The first update - known as RS1 - is said to be on track for release in June and will reportedly "focus mostly on the convergence of different Windows 10 devices such as PC, Xbox, and Phone".
One major component of RS1 will be the launch of the Windows Store on Xbox One, as part of broader efforts to beef up the Universal Windows Platform, including new Project Centennial (Win32 applications) and Project Islandwood (iOS apps) additions in the Store. Further expansion of Microsoft's cross-device gaming efforts - including more top-tier AAA games supporting both Xbox and PC - is also in the works.
As previously reported, RS1 is also expected to bring tighter integration across devices; one example which emerged yesterday is the upcoming ability for Cortana to tell you on your PC when your phone has a low battery. Users will eventually be able to make phone calls and send texts via their phones directly from their PCs with new functionality in the first Redstone update.

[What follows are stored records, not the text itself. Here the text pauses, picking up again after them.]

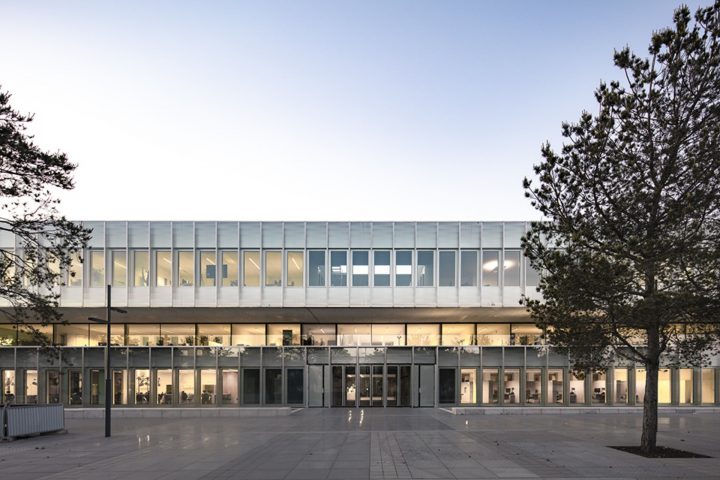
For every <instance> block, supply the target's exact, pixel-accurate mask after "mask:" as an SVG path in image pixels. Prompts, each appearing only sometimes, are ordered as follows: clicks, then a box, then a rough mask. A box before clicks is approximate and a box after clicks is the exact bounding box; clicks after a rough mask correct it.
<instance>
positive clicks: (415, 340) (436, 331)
mask: <svg viewBox="0 0 720 480" xmlns="http://www.w3.org/2000/svg"><path fill="white" fill-rule="evenodd" d="M407 336H408V337H407V344H408V345H412V346H417V347H425V346H435V345H440V325H439V324H437V323H427V324H408V325H407Z"/></svg>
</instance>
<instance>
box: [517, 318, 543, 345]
mask: <svg viewBox="0 0 720 480" xmlns="http://www.w3.org/2000/svg"><path fill="white" fill-rule="evenodd" d="M541 343H542V330H540V329H539V328H537V327H536V326H535V325H532V324H522V323H520V324H514V325H513V326H512V334H511V335H510V345H540V344H541Z"/></svg>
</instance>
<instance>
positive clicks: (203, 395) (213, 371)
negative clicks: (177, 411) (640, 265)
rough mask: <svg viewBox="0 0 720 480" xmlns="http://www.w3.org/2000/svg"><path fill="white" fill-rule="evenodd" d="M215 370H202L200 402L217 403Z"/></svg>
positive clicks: (214, 404) (209, 404)
mask: <svg viewBox="0 0 720 480" xmlns="http://www.w3.org/2000/svg"><path fill="white" fill-rule="evenodd" d="M215 383H216V371H215V370H200V404H201V405H215Z"/></svg>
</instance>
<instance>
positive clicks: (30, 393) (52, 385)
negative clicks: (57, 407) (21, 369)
mask: <svg viewBox="0 0 720 480" xmlns="http://www.w3.org/2000/svg"><path fill="white" fill-rule="evenodd" d="M45 373H46V377H45V378H46V379H47V383H46V384H45V385H46V387H47V392H46V394H47V395H46V397H45V398H46V402H47V403H60V372H58V371H57V370H46V371H45ZM37 387H38V376H37V370H28V371H26V372H25V397H26V400H27V403H38V394H37V390H38V388H37Z"/></svg>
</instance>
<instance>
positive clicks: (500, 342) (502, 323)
mask: <svg viewBox="0 0 720 480" xmlns="http://www.w3.org/2000/svg"><path fill="white" fill-rule="evenodd" d="M476 328H477V342H478V345H483V346H490V347H495V346H502V345H510V325H508V324H507V323H498V324H492V323H478V324H477V326H476Z"/></svg>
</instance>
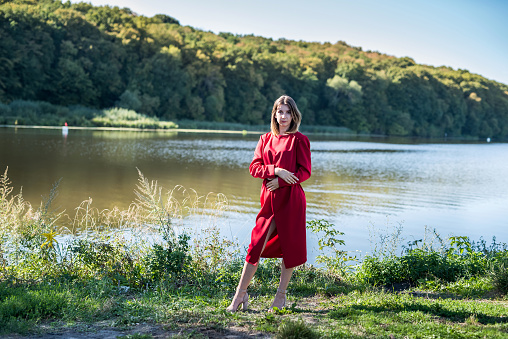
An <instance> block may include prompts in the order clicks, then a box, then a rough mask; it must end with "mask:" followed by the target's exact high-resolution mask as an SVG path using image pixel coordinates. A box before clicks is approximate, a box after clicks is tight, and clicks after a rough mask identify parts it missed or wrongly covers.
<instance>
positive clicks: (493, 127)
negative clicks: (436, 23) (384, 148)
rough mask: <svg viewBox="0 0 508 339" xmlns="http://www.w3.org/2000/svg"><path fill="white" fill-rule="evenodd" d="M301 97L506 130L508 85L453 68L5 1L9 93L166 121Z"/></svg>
mask: <svg viewBox="0 0 508 339" xmlns="http://www.w3.org/2000/svg"><path fill="white" fill-rule="evenodd" d="M284 93H286V94H289V95H291V96H293V97H294V98H295V99H296V101H297V103H298V105H299V108H300V109H301V111H302V112H303V114H304V121H303V123H304V124H306V125H328V126H344V127H347V128H350V129H352V130H354V131H356V132H367V133H378V134H389V135H412V136H425V137H440V136H444V135H445V134H446V135H448V136H450V137H451V136H478V137H496V138H506V137H508V86H507V85H505V84H501V83H498V82H495V81H491V80H488V79H485V78H483V77H481V76H479V75H476V74H471V73H469V72H468V71H466V70H460V69H459V70H456V71H455V70H453V69H451V68H448V67H438V68H436V67H430V66H425V65H417V64H416V63H415V62H414V61H413V60H412V59H410V58H408V57H406V58H395V57H392V56H388V55H384V54H380V53H378V52H371V51H366V52H365V51H362V49H361V48H356V47H351V46H348V45H347V44H346V43H344V42H341V41H339V42H337V43H335V44H331V43H311V42H304V41H290V40H284V39H279V40H276V41H274V40H272V39H267V38H262V37H257V36H251V35H249V36H238V35H233V34H230V33H220V34H218V35H216V34H213V33H210V32H204V31H200V30H197V29H194V28H192V27H188V26H181V25H180V24H179V22H178V21H177V20H176V19H174V18H172V17H170V16H166V15H156V16H154V17H151V18H148V17H144V16H140V15H136V14H135V13H133V12H131V11H130V10H129V9H126V8H123V9H120V8H118V7H113V8H111V7H107V6H105V7H94V6H92V5H90V4H86V3H77V4H71V3H69V2H66V3H62V2H61V1H56V0H43V1H35V0H15V1H5V0H0V102H3V103H4V104H9V103H10V102H12V101H14V100H19V99H21V100H33V101H46V102H49V103H52V104H57V105H63V106H72V105H82V106H88V107H92V108H108V107H113V106H117V107H122V108H126V109H130V110H134V111H136V112H139V113H142V114H145V115H148V116H153V117H157V118H160V119H164V120H183V119H187V120H189V119H190V120H196V121H215V122H229V123H242V124H252V125H259V124H266V123H267V121H268V119H269V111H270V109H271V105H272V104H273V101H274V100H275V99H276V98H277V97H278V96H280V95H281V94H284Z"/></svg>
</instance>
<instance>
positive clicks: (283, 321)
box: [276, 319, 319, 339]
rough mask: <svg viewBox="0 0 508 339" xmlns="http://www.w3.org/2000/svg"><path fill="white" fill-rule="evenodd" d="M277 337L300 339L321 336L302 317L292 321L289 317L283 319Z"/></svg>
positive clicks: (309, 338) (276, 336)
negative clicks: (282, 321)
mask: <svg viewBox="0 0 508 339" xmlns="http://www.w3.org/2000/svg"><path fill="white" fill-rule="evenodd" d="M276 338H281V339H282V338H284V339H298V338H302V339H303V338H309V339H310V338H316V339H317V338H319V335H318V333H316V331H314V330H313V329H311V328H310V326H309V325H307V324H306V323H305V322H304V321H303V320H302V319H300V320H298V321H292V320H290V319H287V320H285V321H283V322H282V323H281V324H280V326H279V329H278V331H277V336H276Z"/></svg>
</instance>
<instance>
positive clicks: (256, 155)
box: [249, 136, 275, 179]
mask: <svg viewBox="0 0 508 339" xmlns="http://www.w3.org/2000/svg"><path fill="white" fill-rule="evenodd" d="M263 147H264V140H263V136H261V137H260V138H259V142H258V145H257V146H256V150H255V151H254V159H252V162H251V164H250V166H249V172H250V174H251V175H252V176H253V177H254V178H261V179H267V178H273V177H275V165H265V164H264V163H263Z"/></svg>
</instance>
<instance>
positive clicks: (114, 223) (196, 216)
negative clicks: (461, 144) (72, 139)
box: [0, 171, 508, 338]
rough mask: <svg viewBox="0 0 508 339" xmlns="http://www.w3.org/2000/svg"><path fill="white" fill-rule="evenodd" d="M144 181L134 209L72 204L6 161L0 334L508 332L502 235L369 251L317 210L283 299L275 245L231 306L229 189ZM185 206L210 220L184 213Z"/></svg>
mask: <svg viewBox="0 0 508 339" xmlns="http://www.w3.org/2000/svg"><path fill="white" fill-rule="evenodd" d="M135 192H136V196H137V199H136V201H134V202H133V204H132V205H131V206H130V207H129V208H128V209H127V210H119V209H112V210H97V209H95V208H94V207H93V205H92V200H91V199H90V200H87V201H84V202H83V203H82V204H81V205H80V206H79V207H78V208H77V209H76V210H75V211H73V213H72V215H66V214H65V213H64V212H61V213H57V212H54V211H52V209H51V203H52V202H53V200H54V199H55V198H56V194H57V185H55V187H54V188H53V189H52V190H51V192H50V194H49V195H48V196H47V198H45V199H44V200H43V201H42V203H41V205H40V206H38V207H34V206H31V205H30V204H28V203H27V202H25V201H24V200H23V199H22V195H21V193H20V194H14V193H13V189H12V187H11V186H10V182H9V179H8V176H7V171H6V172H5V173H4V175H3V176H2V177H1V179H0V237H1V239H2V242H1V247H0V255H1V257H0V260H1V265H0V267H1V268H0V334H1V335H14V334H19V335H34V334H37V335H41V336H42V337H43V338H44V337H49V336H51V337H52V338H55V335H60V336H61V337H69V336H79V335H82V334H83V333H85V334H86V333H95V334H97V335H98V337H100V336H106V334H107V335H112V334H113V335H116V336H118V337H126V338H152V337H157V338H160V337H169V336H174V337H180V338H187V337H189V338H190V337H224V336H226V335H237V336H239V337H244V336H245V337H246V336H248V335H251V334H258V335H259V336H261V337H277V336H278V337H281V338H289V337H294V338H322V337H325V338H328V337H329V338H378V337H389V336H390V335H391V336H392V337H394V338H402V337H409V338H475V337H478V338H506V337H507V336H508V317H507V314H508V299H507V297H506V293H507V292H508V273H507V270H506V267H507V265H508V249H507V245H506V244H504V243H498V242H496V241H495V240H494V241H492V242H491V243H487V242H485V241H477V242H473V241H471V240H470V239H468V238H466V237H453V238H449V239H441V238H440V237H439V235H438V234H437V233H436V232H430V233H429V234H430V235H432V236H430V235H429V237H426V238H425V239H422V240H417V241H415V242H412V243H408V244H404V245H403V246H402V253H401V254H400V255H394V253H395V249H400V245H401V244H400V243H397V241H396V240H397V239H398V238H397V232H393V233H394V234H392V235H389V237H388V238H390V237H391V238H390V239H388V238H387V237H386V236H385V237H382V238H380V239H382V240H379V241H377V243H376V246H375V251H373V255H372V256H369V257H364V258H355V257H353V256H352V255H351V253H347V252H345V251H343V250H342V249H341V248H342V246H343V245H344V241H345V240H344V239H347V236H346V235H344V234H343V233H341V232H340V231H338V230H337V229H336V228H335V227H334V225H331V224H330V223H328V222H326V221H325V220H313V221H310V222H309V223H308V227H309V229H310V230H311V231H312V232H314V233H316V234H317V235H318V239H320V241H319V243H318V245H319V250H320V252H321V253H320V255H319V256H318V259H317V263H318V264H319V265H321V266H320V267H316V266H313V265H304V266H302V267H299V268H298V269H296V270H295V273H294V276H293V279H292V280H291V283H290V285H289V288H288V289H289V299H288V304H287V308H285V309H282V310H278V311H277V312H276V313H275V314H268V313H266V310H267V309H268V307H269V306H270V303H271V299H272V297H273V294H274V293H275V290H276V288H277V284H278V276H279V273H280V268H279V264H280V262H279V260H275V259H270V260H263V261H262V262H261V263H260V266H259V269H258V272H257V274H256V277H255V279H254V280H253V282H252V284H251V286H250V288H249V293H250V295H251V307H250V310H249V311H247V312H238V313H235V314H228V313H226V312H225V311H224V309H225V308H226V307H227V305H228V304H229V301H230V298H231V297H232V294H233V292H234V289H235V287H236V283H237V281H238V279H239V275H240V271H241V267H242V264H243V258H244V254H243V253H241V252H240V251H239V250H238V248H239V246H238V244H237V243H236V241H235V239H225V238H223V237H222V236H221V235H220V232H219V230H220V227H221V222H222V221H223V218H224V215H225V212H227V210H228V205H227V199H226V197H224V196H223V195H220V194H218V195H207V196H199V195H198V194H197V193H196V192H194V191H192V190H185V189H183V188H182V187H176V188H174V189H173V190H169V191H167V190H165V189H163V188H162V187H160V186H158V184H157V183H156V182H154V181H149V180H148V179H147V178H145V177H144V176H143V175H142V174H141V173H140V177H139V182H138V185H137V187H136V190H135ZM189 220H191V221H192V223H193V225H194V226H195V225H198V224H199V225H200V227H186V225H187V221H189ZM193 230H197V231H193ZM192 232H195V233H192ZM56 337H58V336H56Z"/></svg>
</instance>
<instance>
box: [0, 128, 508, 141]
mask: <svg viewBox="0 0 508 339" xmlns="http://www.w3.org/2000/svg"><path fill="white" fill-rule="evenodd" d="M62 127H63V126H40V125H0V128H14V129H16V128H23V129H47V130H61V129H62ZM67 127H68V129H69V130H83V131H125V132H177V133H204V134H241V135H261V134H264V133H266V132H267V131H248V130H225V129H199V128H134V127H99V126H95V127H85V126H67ZM303 133H304V134H305V135H316V136H324V137H330V136H331V137H347V138H351V137H354V138H360V139H365V138H372V139H399V140H407V141H411V142H415V141H416V142H418V141H425V142H430V143H442V142H454V143H456V142H460V141H463V142H466V143H471V142H472V143H506V142H508V140H491V141H486V140H483V139H481V138H479V137H446V138H445V137H442V138H430V137H427V138H425V137H415V136H389V135H384V134H363V133H326V132H324V133H323V132H310V131H309V132H307V131H304V132H303Z"/></svg>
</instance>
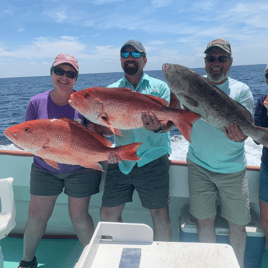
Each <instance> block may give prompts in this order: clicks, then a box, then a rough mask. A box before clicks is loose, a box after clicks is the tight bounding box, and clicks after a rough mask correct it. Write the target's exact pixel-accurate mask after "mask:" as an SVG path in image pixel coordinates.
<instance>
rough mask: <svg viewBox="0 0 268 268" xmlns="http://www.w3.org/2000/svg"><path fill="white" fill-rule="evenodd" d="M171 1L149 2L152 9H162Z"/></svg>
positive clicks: (170, 1)
mask: <svg viewBox="0 0 268 268" xmlns="http://www.w3.org/2000/svg"><path fill="white" fill-rule="evenodd" d="M172 1H173V0H151V4H152V7H153V8H162V7H165V6H168V5H169V4H170V3H171V2H172Z"/></svg>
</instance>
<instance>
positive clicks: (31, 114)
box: [19, 54, 101, 268]
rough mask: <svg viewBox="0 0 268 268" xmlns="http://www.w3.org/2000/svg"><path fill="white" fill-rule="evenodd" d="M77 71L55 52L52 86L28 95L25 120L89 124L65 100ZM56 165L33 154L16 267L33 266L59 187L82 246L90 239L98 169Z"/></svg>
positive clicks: (67, 59) (76, 70)
mask: <svg viewBox="0 0 268 268" xmlns="http://www.w3.org/2000/svg"><path fill="white" fill-rule="evenodd" d="M78 72H79V68H78V62H77V60H76V59H75V58H74V57H72V56H70V55H66V54H60V55H58V56H57V57H56V58H55V60H54V63H53V65H52V67H51V70H50V74H51V78H52V83H53V86H54V89H53V90H50V91H46V92H43V93H40V94H38V95H36V96H34V97H32V98H31V99H30V102H29V104H28V107H27V110H26V117H25V121H29V120H35V119H53V118H55V119H59V118H61V117H67V118H68V119H72V120H76V121H79V122H80V123H82V124H83V125H84V126H85V127H89V125H90V124H91V123H90V122H89V121H87V120H86V119H85V118H84V117H83V116H82V115H81V114H79V113H78V112H77V111H76V110H74V109H73V108H72V107H71V106H70V105H69V104H68V100H69V97H70V95H71V93H72V92H74V90H73V87H74V85H75V83H76V81H77V78H78ZM59 167H60V170H57V169H55V168H53V167H51V166H50V165H48V164H47V163H46V162H45V161H44V160H43V159H42V158H40V157H38V156H35V157H34V163H33V164H32V169H31V182H30V193H31V198H30V205H29V213H28V221H27V224H26V228H25V232H24V241H23V242H24V246H23V259H22V261H21V262H20V265H19V268H20V267H28V268H32V267H37V260H36V257H35V251H36V248H37V246H38V244H39V242H40V240H41V238H42V236H43V234H44V232H45V230H46V226H47V222H48V220H49V218H50V216H51V214H52V212H53V209H54V205H55V202H56V200H57V197H58V196H59V194H60V193H61V192H62V191H63V189H64V193H65V194H67V195H68V207H69V215H70V218H71V221H72V223H73V226H74V229H75V231H76V234H77V236H78V239H79V242H80V243H81V245H82V247H83V248H84V247H85V246H86V245H87V244H88V243H89V242H90V239H91V236H92V234H93V232H94V224H93V220H92V218H91V216H90V215H89V213H88V207H89V201H90V197H91V195H93V194H96V193H98V192H99V185H100V178H101V172H100V171H97V170H93V169H88V168H83V167H81V166H77V165H75V166H73V165H66V164H59Z"/></svg>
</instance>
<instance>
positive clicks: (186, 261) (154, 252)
mask: <svg viewBox="0 0 268 268" xmlns="http://www.w3.org/2000/svg"><path fill="white" fill-rule="evenodd" d="M104 236H105V237H110V239H103V237H104ZM89 267H91V268H100V267H101V268H145V267H147V268H149V267H150V268H152V267H153V268H178V267H184V268H187V267H188V268H196V267H198V268H226V267H232V268H236V267H237V268H238V267H239V265H238V262H237V260H236V257H235V254H234V251H233V249H232V247H231V246H229V245H224V244H202V243H181V242H153V231H152V229H151V228H150V227H149V226H147V225H145V224H127V223H108V222H99V224H98V226H97V228H96V230H95V232H94V235H93V237H92V240H91V242H90V244H89V245H88V246H87V247H86V248H85V249H84V251H83V253H82V255H81V257H80V259H79V261H78V262H77V264H76V265H75V268H89Z"/></svg>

RS1 is likely to follow the naming convention that Microsoft established with its first major update to Windows 10, which it released last year. Initially referred to as 'the November update', its official designation is 'version 1511', pointing to the year and month of its release. If RS1 is released in June as expected, it should be designated 'version 1606' - but the version number for RS2 is a little more hazy.
Early indications suggested that the second Redstone update would be released in Q4 of this year - perhaps as early as October - but according to today's report, those plans have now "been pushed back to Spring 2017".
Details emerged in January of changes to Microsoft's development program, particularly in terms of how it compiles new builds of the OS. As a result of those changes, it was that said that Microsoft was planning to defer the launch of various features originally lined up for RS1, delaying their release until RS2 instead. If today's report proves to be accurate, the wait for some of those new features to arrive could be much longer than originally anticipated.
It's still not clear exactly which features might be held back for RS2, but we may find out more about some of what's coming in the first Redstone release later this month at Microsoft's Build 2016 developer conference.
One key feature that will almost certainly make an appearance there is extensions support in Microsoft's Edge browser, laying down the groundwork for developers to do their thing ahead of RS1's arrival in June. Microsoft said last month that "early examples" of Edge extensions would soon be made available to Windows Insiders.